O verde é muito rico, a luz é hipnotizante, as montanhas são infinitamente brancas. Essa é uma beleza que a fotografia conseguiu captar na perfeição e que a qualidade de imagem soube respeitar fielmente. Mas só existe porque o realizador insistiu em demorar-se ali, para que os atores pudessem conviver com a natureza, sabendo da sua superioridade e tentando humildemente ocupar aqueles espaços. Para perceberem – e nos mostrarem – que ainda há sítios onde o homem não manda. Essas pausas estão no filme, precisamente quando o realizador introduz planos das árvores, das montanhas ou dos rios. E são de uma beleza arrebatadora. É como se Iñarritu os tivesse captado nos intervalos das filmagens. Como aqueles acasos bonitos, a que se chama poesia. Só a subtileza de Ryuichi Sakamoto podia ser banda sonora desta poesia...

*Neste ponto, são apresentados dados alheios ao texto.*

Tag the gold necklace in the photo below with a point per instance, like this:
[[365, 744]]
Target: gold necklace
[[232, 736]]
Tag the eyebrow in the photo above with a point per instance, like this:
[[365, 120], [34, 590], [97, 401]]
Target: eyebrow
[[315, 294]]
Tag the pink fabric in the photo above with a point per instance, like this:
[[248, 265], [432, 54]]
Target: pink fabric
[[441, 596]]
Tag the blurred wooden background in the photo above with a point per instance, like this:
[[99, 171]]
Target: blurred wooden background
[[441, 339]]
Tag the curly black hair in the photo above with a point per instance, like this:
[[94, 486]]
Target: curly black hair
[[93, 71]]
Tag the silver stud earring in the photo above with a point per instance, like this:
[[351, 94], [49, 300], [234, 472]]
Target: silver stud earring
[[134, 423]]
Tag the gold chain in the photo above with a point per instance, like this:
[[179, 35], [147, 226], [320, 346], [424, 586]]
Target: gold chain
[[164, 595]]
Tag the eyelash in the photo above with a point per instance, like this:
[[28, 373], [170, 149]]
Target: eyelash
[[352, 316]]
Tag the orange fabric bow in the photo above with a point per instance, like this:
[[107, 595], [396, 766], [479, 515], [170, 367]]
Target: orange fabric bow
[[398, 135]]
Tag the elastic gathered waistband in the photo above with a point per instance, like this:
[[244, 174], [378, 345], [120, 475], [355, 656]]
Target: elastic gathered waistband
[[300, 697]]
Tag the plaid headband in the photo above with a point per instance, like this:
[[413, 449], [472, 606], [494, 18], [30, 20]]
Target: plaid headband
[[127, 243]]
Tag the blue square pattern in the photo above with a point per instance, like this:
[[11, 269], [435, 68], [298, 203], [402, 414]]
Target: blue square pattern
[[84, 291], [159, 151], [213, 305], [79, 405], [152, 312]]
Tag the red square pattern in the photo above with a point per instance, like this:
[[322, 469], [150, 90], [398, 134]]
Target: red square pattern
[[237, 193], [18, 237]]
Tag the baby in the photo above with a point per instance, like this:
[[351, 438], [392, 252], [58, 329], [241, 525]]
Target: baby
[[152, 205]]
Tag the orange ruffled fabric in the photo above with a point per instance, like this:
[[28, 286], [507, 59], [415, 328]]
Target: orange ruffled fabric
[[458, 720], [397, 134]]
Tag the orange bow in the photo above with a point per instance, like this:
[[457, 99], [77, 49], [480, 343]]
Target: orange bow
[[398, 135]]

Glass também a encontra na sua viagem. Perante as ruínas de uma igreja, de onde ainda pende um sino cerimonial, vê a imagem do filho. Depois de ter sido abandonado por um índio, que o ajuda a curar os ferimentos, Glass sonha com a mulher, morta numa daquelas batalhas.
É poesia. Alejandro G. Iñarritu chama-lhe espiritualidade, no documentário que acompanhou as filmagens e que fala precisamente sobre a exploração da natureza sem olhar a custos.
Ao aceitar o Óscar por “The Revenant: O Renascido”, Iñarritu agradeceu aos atores, com toda a justiça, porque sem eles não teria sido possível dar vida à sua visão. Com o seu inglês de sotaque mexicano, Iñarritu dedicou o galardão ao pai, lembrando uma das frases que Glass diz a Hawk: “Eles não ouvem a tua voz, só veem a cor da tua pele”.
Há quem queira resumir “The Revenant: O Renascido” a uma versão embelezada de um western. Mas o filme é mais do que uma guerrilha sangrenta entre homens barbudos; é uma história sobre um pai e o seu filho, que, sem terem nada, perderam tudo quando se perderam um ao outro.